Il primo a fornire una descrizione clinica di quella che venne inizialmente definita melanconia fu Ippocrate nel IV secolo a.C. il quale ne attribuì la causa ad un eccesso, nell’organismo, di mélaina (nera) cholé (bile). Oggi sembra che ne soffrano 17 italiani su 100 e prende il nome di depressione ma esiste ancora molta confusione rispetto a questo termine utilizzato per inquadrare e riconoscere in una rigida etichetta diagnostica un insieme di sintomi particolari, ma, potremmo dire, tipici dell’universo affettivo dell’uomo. Il riduzionismo genetico porta spesso, però, a lanciare una condanna a coloro che ne soffrono sulla base di fattori biologicamente determinati e determinanti e quindi immodificabili se non attraverso terapie farmacologiche.

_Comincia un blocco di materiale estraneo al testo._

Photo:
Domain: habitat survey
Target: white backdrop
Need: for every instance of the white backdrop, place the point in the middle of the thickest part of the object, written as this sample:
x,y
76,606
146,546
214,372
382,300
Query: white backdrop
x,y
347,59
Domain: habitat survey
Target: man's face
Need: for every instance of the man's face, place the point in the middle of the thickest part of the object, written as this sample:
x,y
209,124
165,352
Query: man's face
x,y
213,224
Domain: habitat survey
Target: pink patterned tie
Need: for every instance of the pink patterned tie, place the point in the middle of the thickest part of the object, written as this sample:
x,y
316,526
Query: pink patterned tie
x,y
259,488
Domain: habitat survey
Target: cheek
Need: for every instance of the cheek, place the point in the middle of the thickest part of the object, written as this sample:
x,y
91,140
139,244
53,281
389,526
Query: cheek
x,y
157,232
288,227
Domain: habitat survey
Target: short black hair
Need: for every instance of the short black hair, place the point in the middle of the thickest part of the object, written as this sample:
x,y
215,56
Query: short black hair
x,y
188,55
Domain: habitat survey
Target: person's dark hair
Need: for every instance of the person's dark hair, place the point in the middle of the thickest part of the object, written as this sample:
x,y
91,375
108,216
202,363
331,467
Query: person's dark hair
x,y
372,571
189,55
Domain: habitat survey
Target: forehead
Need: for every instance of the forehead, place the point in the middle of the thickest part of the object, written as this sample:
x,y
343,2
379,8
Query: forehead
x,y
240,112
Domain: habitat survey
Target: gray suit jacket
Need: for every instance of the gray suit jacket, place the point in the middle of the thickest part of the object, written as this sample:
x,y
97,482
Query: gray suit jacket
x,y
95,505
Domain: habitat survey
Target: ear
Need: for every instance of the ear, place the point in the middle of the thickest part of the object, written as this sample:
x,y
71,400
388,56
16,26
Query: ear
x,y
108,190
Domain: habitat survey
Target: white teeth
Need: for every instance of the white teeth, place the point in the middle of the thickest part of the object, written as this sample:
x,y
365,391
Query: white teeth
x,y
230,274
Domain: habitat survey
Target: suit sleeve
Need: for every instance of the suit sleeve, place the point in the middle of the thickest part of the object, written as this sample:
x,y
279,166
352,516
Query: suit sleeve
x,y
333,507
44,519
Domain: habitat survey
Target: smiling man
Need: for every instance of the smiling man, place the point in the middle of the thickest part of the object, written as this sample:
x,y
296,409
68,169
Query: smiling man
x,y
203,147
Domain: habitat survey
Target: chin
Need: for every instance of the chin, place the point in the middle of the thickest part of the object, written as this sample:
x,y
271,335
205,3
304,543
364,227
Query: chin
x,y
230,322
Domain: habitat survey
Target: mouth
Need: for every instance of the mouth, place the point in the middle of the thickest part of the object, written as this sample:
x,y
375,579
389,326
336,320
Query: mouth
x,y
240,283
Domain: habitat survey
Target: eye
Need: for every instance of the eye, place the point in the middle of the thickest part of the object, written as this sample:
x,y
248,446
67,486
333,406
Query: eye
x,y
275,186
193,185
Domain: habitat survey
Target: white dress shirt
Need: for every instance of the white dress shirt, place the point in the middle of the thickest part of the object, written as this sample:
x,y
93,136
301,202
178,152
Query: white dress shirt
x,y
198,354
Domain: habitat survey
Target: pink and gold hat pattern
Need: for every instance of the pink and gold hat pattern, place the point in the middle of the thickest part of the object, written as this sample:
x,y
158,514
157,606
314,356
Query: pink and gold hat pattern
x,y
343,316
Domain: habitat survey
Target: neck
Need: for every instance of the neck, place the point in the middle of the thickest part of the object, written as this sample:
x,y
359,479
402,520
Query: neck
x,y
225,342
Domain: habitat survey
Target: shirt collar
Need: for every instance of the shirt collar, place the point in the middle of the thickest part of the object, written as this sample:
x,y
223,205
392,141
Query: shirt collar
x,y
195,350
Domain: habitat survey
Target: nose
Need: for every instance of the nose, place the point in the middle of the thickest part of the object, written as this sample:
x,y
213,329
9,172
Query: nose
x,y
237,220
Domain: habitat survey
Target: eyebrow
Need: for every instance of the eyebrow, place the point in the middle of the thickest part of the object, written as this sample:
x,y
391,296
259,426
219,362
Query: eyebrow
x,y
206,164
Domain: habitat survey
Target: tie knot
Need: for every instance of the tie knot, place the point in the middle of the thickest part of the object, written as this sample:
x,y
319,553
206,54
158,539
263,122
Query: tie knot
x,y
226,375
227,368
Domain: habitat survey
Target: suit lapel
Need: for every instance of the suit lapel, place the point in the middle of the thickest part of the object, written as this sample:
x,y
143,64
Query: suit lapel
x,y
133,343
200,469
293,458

Osservando la depressione da un’ altra ottica è inevitabile che una persona nel momento in cui si trovi ad affrontare una situazione particolarmente stressante e dolorosa reagisca manifestando sintomi quali : mancanza di sonno, di appetito, di attenzione, apatia, ritiro dalla vita sociale, incapacità di provare piacere, cosa che spesso viene dimenticata dalla frequente tendenza della medicina a voler inibire qualsiasi forma di sofferenza anche quella più intima, parte integrante della nostra stessa natura.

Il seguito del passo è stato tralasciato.